Our enemies, ironically, despite coming from "traditional" societies, have no such hangups. Not convinced of their own military superiority, knowing that they can lose, having to make do without half the military budget of the entire world behind them, they are able to adapt to what we do, and by refusing to play our game by our rules they are beating us. In Iraq we lose. In Afghanistan we lose. In Lebanon a militia defeated what was supposed to be one of the most elite of all Western-style militaries.

We win the open-field battles, but we are losing the wars. And it is because we can no longer see clearly; and seeing clearly we can no longer adapt. The western military, heir of the greatest military tradition in the world, a Goliath standing astride the world, is being defeated not by David with a sling, but by a swarm of ants who refuse to sit still and be smashed by our mighty club.

And the Afghan opium problem is just another example of how we insist, in the face of failure, on doing the same thing that already failed, over and over again.


Jer said...

This is a "subsidy" solution, and it's a good one.
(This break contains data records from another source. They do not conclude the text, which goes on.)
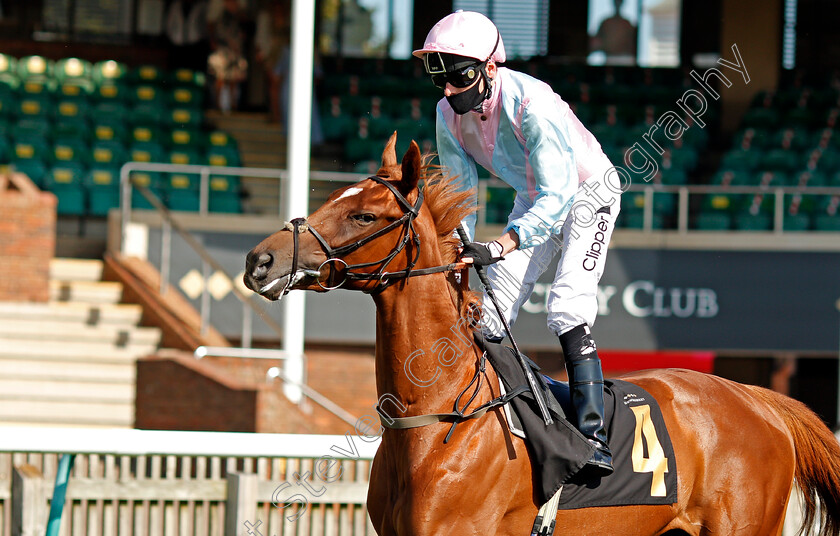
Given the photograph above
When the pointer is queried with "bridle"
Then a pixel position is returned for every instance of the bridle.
(299, 226)
(334, 255)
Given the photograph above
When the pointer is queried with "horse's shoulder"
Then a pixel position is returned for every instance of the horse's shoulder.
(679, 384)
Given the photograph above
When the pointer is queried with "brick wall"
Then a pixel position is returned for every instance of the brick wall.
(177, 392)
(27, 239)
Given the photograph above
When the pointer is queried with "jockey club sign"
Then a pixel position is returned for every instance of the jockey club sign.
(648, 299)
(641, 299)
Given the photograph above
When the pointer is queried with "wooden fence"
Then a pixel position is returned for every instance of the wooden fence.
(134, 482)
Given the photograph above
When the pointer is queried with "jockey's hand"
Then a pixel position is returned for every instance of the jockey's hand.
(482, 253)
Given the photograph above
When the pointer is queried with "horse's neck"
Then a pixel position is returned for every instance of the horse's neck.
(424, 350)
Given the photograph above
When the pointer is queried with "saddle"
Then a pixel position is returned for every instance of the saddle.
(643, 456)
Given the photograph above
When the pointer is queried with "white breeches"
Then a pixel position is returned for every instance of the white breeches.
(572, 300)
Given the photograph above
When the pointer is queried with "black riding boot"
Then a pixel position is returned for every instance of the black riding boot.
(586, 383)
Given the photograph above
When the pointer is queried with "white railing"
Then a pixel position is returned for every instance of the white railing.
(143, 482)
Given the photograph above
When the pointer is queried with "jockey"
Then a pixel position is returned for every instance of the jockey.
(567, 197)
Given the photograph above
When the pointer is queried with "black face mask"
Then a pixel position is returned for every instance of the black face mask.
(466, 100)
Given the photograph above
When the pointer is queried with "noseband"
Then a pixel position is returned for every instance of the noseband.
(385, 279)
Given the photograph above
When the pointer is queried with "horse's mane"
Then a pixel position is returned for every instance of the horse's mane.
(449, 205)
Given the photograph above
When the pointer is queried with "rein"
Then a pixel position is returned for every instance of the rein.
(299, 226)
(408, 234)
(457, 415)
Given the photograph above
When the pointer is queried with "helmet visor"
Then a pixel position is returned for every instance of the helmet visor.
(459, 71)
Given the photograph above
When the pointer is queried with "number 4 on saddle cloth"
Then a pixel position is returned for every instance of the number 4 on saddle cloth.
(643, 456)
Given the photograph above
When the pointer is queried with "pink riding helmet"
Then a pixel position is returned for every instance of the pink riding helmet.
(465, 33)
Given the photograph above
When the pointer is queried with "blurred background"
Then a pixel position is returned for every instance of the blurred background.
(116, 313)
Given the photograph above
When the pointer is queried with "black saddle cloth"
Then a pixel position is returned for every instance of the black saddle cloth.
(643, 455)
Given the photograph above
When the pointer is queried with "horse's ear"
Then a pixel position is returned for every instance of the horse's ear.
(389, 155)
(411, 168)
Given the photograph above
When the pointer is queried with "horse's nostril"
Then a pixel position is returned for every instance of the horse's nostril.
(262, 264)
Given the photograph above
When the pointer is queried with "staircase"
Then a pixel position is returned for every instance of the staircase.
(71, 361)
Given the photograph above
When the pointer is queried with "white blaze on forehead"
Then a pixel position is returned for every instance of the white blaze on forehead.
(347, 193)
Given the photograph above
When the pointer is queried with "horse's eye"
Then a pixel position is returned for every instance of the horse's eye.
(365, 217)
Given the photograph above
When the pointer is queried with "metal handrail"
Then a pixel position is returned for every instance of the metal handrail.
(683, 192)
(170, 222)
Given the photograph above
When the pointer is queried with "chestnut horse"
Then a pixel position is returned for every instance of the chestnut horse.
(739, 449)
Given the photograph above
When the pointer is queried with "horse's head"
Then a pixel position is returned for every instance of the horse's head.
(362, 232)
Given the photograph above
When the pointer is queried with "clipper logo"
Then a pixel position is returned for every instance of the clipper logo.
(596, 249)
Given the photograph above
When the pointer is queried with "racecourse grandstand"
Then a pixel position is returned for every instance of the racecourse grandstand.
(135, 177)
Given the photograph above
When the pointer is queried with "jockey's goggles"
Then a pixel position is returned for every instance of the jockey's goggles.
(451, 69)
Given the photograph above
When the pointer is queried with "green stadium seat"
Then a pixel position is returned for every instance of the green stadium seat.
(38, 86)
(713, 221)
(187, 77)
(33, 168)
(35, 105)
(102, 199)
(223, 156)
(673, 177)
(224, 184)
(336, 127)
(146, 134)
(721, 202)
(71, 150)
(71, 109)
(225, 202)
(65, 181)
(761, 118)
(32, 128)
(34, 148)
(146, 74)
(109, 130)
(185, 97)
(797, 222)
(148, 94)
(220, 138)
(146, 114)
(147, 152)
(76, 89)
(781, 160)
(791, 138)
(770, 179)
(108, 71)
(182, 181)
(183, 200)
(108, 153)
(732, 177)
(112, 91)
(8, 70)
(35, 66)
(738, 159)
(825, 222)
(151, 180)
(801, 117)
(102, 177)
(184, 117)
(828, 160)
(71, 128)
(807, 178)
(753, 222)
(185, 156)
(74, 77)
(8, 101)
(636, 219)
(751, 138)
(73, 69)
(186, 137)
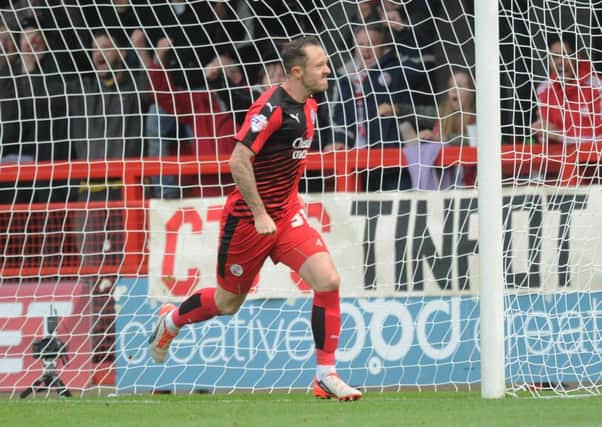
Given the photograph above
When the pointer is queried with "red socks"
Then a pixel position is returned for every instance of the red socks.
(325, 319)
(198, 307)
(326, 325)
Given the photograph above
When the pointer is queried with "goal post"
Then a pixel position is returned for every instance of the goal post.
(465, 228)
(491, 279)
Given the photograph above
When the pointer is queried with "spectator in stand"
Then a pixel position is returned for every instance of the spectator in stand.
(364, 104)
(455, 126)
(227, 80)
(197, 31)
(34, 110)
(213, 128)
(570, 100)
(418, 62)
(105, 124)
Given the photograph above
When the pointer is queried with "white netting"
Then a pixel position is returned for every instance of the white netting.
(117, 119)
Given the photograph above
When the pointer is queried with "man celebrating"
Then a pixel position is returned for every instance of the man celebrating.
(263, 217)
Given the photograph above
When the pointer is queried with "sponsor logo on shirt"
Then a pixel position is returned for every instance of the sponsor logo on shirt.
(300, 146)
(258, 123)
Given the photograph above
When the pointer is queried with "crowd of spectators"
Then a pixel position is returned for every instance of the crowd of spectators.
(126, 79)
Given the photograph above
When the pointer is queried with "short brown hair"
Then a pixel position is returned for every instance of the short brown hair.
(293, 52)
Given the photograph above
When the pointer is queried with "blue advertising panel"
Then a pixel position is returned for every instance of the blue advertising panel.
(384, 342)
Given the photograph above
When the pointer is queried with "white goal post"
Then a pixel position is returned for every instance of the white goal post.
(454, 175)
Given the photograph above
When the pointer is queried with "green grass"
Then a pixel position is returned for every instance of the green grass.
(300, 409)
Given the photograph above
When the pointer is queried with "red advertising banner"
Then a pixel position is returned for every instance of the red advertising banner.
(26, 312)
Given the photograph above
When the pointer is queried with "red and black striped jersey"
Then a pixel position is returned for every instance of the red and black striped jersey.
(279, 130)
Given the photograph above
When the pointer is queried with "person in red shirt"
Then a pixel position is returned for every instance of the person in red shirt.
(263, 217)
(570, 100)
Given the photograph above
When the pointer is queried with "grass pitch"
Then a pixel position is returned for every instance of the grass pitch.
(302, 409)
Buy up the crop yourself and destroy it. The farmers get money (which helps the economy), the traffickers get cut off and the supply goes down.

And, while you're at it, find some other crop that grows just as well in the same land - there has to be something. Pay the farmers 2-3 times the opium rate for whatever that crop is. It doesn't matter if it's useful or not, though it would be best if it were some kind of foodstuff that could be given out to impoverished families in need. If the farmers make more money growing something else, they'll stop growing opium. So fix the market so they grow something else.
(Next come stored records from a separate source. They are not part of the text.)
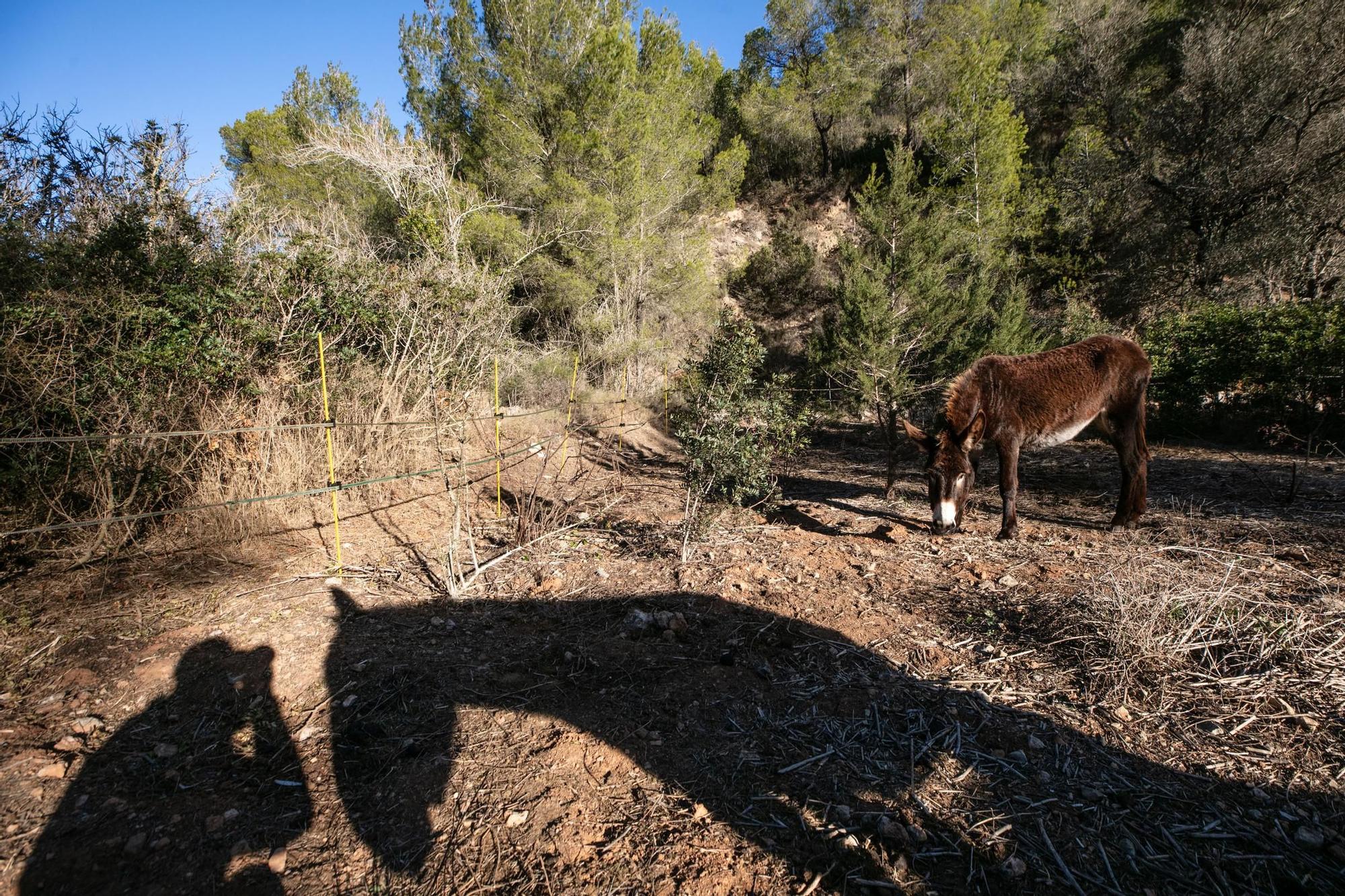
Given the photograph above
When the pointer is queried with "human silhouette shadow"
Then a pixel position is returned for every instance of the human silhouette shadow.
(204, 774)
(746, 704)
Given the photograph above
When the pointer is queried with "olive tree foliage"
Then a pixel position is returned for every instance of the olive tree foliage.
(1204, 147)
(598, 132)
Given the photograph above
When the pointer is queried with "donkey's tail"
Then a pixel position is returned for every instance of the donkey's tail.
(1141, 404)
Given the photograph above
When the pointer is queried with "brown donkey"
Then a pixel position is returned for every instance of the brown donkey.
(1035, 401)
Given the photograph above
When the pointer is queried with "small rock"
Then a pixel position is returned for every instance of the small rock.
(549, 585)
(890, 829)
(1309, 837)
(638, 622)
(88, 724)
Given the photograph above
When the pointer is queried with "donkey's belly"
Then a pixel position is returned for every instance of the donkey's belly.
(1061, 435)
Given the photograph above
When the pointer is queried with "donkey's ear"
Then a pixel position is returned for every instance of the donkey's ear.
(972, 435)
(918, 435)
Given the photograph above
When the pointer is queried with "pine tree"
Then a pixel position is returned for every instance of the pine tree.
(601, 134)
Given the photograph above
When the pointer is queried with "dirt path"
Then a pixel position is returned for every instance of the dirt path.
(825, 701)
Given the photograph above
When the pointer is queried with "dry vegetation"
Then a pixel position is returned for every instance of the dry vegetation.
(828, 698)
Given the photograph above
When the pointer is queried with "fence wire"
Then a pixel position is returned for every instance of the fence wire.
(533, 444)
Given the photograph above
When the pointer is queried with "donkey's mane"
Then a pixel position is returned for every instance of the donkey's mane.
(962, 399)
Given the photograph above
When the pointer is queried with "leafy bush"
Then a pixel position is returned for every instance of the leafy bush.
(734, 427)
(1280, 364)
(782, 276)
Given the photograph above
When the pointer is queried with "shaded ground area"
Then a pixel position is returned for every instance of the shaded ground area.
(829, 698)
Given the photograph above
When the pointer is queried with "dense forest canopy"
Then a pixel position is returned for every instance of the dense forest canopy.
(1015, 174)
This isn't rocket science and it IS an obvious solution. So there are really only two reasons why this hasn't been implemented:

*) Someone in the coalition benefits from the opium trade coming out of Afghanistan. That's the conspiracy theory answer - that the CIA uses the opium trade to generate money for black ops projects. I don't want to believe it myself, but that means the answer is ...

*) We have people in power that are so blinded by "free market ideology" that the obvious solution of subsidies and market manipulation is MORE EVIL to them than the opium trade that funnels money to our enemies. They would rather have a destructive system in place that doesn't work than a constructive one that runs counter to their beliefs on how ecnomics, government and military occupations are "supposed" to work.

I'm not sure which answer is worse. Which is better - evil or stupid?

Mike said...

"This is a "subsidy" solution, and it's a good one. Buy up the crop yourself and destroy it. The farmers get money (which helps the economy), the traffickers get cut off and the supply goes down."

Until the Taliban or some other group, which can still make millions in opium in Europe or North America, offer the farmers a higher price. Then NATO will have to offer a higher price....and so on...

The problem being that the street price is so high because of prohibition. Decriminalizing or legalizing in the destination countries would greatly reduce the street price, drive out the criminal element and make it fairly unprofitable to grow.

Or one could do, sadly and ironically, what the only group to successfully eradicate the opium crop in Afghanistan did - rule with and iron fist and kill those who grow. They were, of course, the Taliban in the 1990s. That has been the only way that has worked.

Seems to me it might be best to revise our own drug policies, rather than fight a war somewhere else. It hasn't worked in Columbia, why do we think it will work in Afghanistan.

Perhaps just another excuse for a war that has gone badly wrong and off the rails, that really should be stopped.